AN FEAR GORTACH (The Hungry Grass)
Many people in County Leitrim believe in the hungry grass. The condition is likely to occur after a long day on the mountains rounding up sheep, or more likely shooting. The sufferer feels faint and weak and in severe cases may lose consciousness. After he has rested for some time, usually less than a quarter of an hour, the attack will pass off and he will be able to make his way home. The folk explanation for this dramatic occurrence is that the sufferer happened to walk on hungry grass which caused him to get weak with hunger. There is no doubt that such attacks occur; I have not myself seen one, but many reliable people have told me about them. The attacks may be prevented or cut short by bringing a cake of oaten bread and eating it when the attack begins. The condition appears to be due to a drop in the blood sugar and probably could be treated more quickly with sugar. The reason for the use of the oaten bread is that it is slowly absorbed and has a more prolonged action in raising the blood sugar and keeping it raised.


FOXGLOVE (Fairy Fingers)
This striking flower can be found growing everywhere in Ireland. People were slightly afraid of the foxglove and in County Leitrim it was used as a protection against the fairies or against any disease they might cause. Along with barley meal and some other herbs, it was included in a preparation used to treat epilepsy, but I have not been able to learn any more details of the prescription. K'eogh agrees about the epilepsy. He says: It is good for any obstruction of the lungs as also for epilepsy.

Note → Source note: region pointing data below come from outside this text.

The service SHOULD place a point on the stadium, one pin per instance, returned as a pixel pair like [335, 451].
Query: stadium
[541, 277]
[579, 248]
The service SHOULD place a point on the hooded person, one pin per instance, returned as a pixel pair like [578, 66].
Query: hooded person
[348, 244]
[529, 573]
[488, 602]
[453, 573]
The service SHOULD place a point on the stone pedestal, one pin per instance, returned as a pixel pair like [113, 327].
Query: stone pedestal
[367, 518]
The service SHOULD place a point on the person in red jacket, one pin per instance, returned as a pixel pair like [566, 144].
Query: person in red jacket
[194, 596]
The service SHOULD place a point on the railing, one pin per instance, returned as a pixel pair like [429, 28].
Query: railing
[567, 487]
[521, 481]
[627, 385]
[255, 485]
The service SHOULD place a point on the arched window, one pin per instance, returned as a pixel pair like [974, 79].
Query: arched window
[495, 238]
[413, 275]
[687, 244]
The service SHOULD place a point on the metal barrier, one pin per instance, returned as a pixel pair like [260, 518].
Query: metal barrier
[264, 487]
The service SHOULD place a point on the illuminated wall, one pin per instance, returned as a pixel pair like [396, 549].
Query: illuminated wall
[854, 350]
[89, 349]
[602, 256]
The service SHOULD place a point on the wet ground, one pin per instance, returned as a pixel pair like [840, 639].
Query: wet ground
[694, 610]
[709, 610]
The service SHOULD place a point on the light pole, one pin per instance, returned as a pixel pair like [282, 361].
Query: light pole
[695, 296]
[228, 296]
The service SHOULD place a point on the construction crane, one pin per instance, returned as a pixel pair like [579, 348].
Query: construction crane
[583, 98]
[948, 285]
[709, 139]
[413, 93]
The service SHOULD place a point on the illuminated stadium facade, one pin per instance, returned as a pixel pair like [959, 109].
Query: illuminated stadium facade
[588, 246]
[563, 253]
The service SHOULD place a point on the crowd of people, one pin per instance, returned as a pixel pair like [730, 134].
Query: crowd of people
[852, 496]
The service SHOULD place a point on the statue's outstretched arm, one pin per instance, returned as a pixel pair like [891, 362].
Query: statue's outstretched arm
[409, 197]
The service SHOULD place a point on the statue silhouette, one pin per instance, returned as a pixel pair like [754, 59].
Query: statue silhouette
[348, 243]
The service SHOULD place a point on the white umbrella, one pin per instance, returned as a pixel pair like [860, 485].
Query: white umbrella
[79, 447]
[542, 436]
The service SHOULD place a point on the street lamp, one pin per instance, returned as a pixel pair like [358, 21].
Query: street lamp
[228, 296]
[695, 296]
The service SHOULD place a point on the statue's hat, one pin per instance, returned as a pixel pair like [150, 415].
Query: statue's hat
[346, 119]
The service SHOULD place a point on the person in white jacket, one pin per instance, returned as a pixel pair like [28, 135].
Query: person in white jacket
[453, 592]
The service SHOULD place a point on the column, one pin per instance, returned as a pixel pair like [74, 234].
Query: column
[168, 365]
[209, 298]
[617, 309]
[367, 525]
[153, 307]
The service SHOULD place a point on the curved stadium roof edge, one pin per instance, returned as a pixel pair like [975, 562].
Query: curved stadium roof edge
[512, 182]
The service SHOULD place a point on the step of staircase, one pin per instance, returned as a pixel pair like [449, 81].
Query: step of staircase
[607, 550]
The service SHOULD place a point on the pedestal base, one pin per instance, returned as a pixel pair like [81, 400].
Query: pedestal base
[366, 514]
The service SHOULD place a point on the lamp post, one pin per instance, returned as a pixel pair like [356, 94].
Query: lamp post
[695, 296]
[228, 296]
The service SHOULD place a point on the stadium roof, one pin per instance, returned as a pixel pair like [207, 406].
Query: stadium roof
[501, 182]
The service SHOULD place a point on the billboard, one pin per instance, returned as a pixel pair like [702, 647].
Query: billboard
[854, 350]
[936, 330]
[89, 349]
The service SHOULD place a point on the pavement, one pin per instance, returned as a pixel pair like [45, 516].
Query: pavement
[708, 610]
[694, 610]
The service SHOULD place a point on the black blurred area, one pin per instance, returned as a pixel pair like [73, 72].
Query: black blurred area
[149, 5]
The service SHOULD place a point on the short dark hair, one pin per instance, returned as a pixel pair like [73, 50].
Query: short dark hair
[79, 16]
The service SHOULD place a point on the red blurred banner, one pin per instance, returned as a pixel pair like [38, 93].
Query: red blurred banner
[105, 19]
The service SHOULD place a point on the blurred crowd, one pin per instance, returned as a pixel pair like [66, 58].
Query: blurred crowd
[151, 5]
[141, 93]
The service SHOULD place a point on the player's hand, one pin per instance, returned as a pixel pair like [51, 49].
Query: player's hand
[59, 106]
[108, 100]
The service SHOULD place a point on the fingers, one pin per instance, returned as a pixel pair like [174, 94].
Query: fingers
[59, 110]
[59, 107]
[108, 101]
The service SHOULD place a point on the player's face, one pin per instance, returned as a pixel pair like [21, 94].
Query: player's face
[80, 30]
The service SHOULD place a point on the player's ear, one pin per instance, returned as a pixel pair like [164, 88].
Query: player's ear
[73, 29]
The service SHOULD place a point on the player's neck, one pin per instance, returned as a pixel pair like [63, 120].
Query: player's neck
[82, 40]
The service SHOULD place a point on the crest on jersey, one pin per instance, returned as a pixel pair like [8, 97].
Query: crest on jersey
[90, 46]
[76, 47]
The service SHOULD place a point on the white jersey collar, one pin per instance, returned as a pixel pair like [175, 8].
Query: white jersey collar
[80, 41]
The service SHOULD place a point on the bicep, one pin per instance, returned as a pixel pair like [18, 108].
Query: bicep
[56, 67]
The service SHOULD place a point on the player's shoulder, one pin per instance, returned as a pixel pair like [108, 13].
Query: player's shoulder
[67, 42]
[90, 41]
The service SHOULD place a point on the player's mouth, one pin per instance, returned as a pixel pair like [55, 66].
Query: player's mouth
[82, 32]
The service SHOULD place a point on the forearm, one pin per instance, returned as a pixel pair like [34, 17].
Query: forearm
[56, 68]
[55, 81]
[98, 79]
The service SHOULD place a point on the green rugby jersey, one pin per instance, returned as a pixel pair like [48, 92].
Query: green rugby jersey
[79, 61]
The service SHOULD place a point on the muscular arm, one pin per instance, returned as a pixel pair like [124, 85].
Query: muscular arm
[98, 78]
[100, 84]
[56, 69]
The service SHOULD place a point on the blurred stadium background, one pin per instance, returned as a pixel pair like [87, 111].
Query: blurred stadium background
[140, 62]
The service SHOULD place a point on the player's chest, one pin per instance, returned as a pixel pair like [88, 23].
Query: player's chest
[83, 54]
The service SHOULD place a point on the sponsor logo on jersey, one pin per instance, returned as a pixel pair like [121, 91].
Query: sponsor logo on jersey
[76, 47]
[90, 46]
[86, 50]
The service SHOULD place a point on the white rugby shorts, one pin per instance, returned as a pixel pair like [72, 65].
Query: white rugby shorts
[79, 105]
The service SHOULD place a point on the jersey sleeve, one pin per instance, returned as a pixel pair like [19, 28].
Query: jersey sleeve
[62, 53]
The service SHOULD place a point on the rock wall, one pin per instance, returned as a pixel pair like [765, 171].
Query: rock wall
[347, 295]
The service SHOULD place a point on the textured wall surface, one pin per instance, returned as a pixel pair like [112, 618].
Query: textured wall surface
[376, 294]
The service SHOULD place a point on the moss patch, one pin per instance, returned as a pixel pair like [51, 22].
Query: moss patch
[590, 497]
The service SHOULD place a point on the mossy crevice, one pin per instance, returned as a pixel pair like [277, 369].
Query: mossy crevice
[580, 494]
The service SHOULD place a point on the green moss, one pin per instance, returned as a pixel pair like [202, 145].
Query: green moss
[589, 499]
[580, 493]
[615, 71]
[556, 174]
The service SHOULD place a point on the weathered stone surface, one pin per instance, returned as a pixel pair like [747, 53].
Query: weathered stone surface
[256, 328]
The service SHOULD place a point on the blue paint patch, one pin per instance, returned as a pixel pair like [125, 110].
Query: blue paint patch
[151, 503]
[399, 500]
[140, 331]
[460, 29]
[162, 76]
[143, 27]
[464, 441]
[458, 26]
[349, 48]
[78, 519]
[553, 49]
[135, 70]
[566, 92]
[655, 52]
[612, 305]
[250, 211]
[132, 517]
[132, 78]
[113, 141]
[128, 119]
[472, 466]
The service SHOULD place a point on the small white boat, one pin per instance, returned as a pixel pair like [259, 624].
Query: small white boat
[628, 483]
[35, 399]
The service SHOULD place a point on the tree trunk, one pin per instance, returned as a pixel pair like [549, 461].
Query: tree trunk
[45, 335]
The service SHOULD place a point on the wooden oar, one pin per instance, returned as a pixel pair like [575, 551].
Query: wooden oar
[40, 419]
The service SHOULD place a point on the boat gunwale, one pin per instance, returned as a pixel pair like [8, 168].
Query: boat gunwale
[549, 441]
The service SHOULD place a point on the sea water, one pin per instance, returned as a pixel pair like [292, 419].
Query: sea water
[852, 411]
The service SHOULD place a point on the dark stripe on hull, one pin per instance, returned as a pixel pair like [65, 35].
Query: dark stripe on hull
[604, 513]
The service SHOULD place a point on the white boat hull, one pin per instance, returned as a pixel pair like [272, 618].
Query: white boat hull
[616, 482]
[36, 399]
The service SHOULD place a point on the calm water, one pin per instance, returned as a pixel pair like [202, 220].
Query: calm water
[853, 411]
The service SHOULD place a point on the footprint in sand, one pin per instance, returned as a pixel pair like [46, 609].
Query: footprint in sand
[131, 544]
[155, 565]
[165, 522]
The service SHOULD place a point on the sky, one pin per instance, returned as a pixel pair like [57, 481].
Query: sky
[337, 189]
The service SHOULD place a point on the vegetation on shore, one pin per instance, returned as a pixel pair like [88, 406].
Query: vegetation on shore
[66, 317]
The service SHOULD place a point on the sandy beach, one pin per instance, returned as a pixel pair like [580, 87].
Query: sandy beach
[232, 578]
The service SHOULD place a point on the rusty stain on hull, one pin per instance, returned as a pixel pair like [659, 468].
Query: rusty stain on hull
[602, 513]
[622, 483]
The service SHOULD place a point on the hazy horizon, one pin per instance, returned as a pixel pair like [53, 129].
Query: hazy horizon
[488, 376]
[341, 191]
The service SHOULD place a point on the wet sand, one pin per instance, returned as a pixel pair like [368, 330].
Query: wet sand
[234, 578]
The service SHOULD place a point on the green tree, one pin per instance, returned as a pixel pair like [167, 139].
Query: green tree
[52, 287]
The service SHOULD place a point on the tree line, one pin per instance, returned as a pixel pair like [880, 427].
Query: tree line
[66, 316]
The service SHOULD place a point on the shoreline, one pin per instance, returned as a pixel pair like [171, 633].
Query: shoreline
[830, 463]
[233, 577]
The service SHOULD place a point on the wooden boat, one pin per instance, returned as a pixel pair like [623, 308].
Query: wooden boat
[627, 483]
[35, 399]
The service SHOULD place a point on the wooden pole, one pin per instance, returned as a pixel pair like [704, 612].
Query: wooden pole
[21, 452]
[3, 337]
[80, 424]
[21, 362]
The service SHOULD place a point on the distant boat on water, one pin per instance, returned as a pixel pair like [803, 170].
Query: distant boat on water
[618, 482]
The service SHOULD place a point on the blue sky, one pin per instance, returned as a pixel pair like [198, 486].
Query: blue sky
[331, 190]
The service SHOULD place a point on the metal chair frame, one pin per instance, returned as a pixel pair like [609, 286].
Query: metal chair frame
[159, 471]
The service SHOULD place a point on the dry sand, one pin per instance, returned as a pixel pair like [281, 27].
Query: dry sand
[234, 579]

K'eogh also says that the leaves have an emetic action. They have. On 22nd February 1685 this entry can be found in the Minutes of the Dublin Philosophical Society:

An account was given how the infusion of foxglove (digitalis flora purpurea), prescribed to a woman above 40 years of age, gave her a violent vomit, without convulsions, which lasted for above two days. She likewise had a palpitation of the heart.

This might be described, in modern language, as 'a near miss', and it would seem that the patient was suffering from digitalis poisoning. It was a pity that the patient was not suffering from congestive heart failure, because if she had the results would have been so dramatic that the honour of the discovery of the uses of digitalis would have gone to the Dublin Philosophical Society.

From Irish Folk Medicine by Patrick Logan.